There was discussion about the possibility of creating risk profiles for preterm birth / infant mortality. Tim Monroe gave the example that in Forsyth County preterm birth numbers are small, even though risk profile is high. Their county (as do the other child fatality reviews) overlooks deaths due to extreme prematurity. Perhaps there might be some ways to better identify the women who are at extremely high risk, by looking in depth at those child fatalities. More thought should be given to the work the teams are doing and how it might be expanded or better incorporated into general policy making.
Ideas for action:
Final Thoughts
Sarah Verbiest brought everyone’s attention to the list of endorsements being suggested. She asked that people review that list and offer any ideas for additions/subtractions via email.

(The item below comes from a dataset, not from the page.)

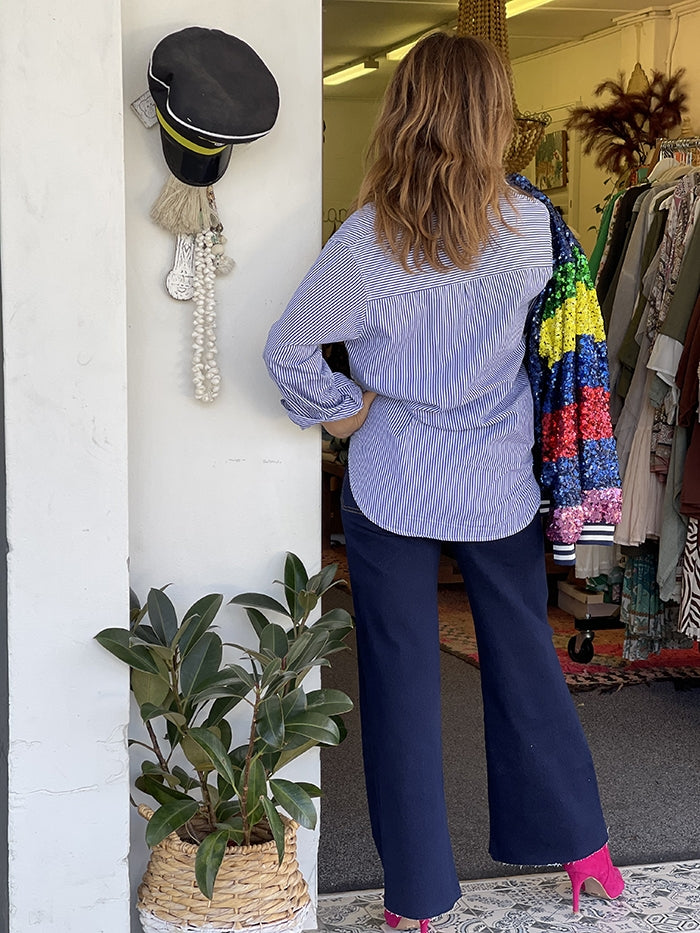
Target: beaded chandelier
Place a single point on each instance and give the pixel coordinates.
(487, 19)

The perinatal health committee may want to collaborate with the new health care subcommittee in the House to give some preliminary presentations about infant mortality/morbidity in North Carolina.  
Senator Purcell suggested bundling some of these possible legislative requests into one focused effort. This would be useful and would make it easier to work on one large bill instead of multiple smaller efforts.
Next steps including, distributing the minutes for more feedback, pulling together volunteer groups to work on further developing key ideas and preparing for an initial presentation to the Child Fatality Task Force at the end of January 2006.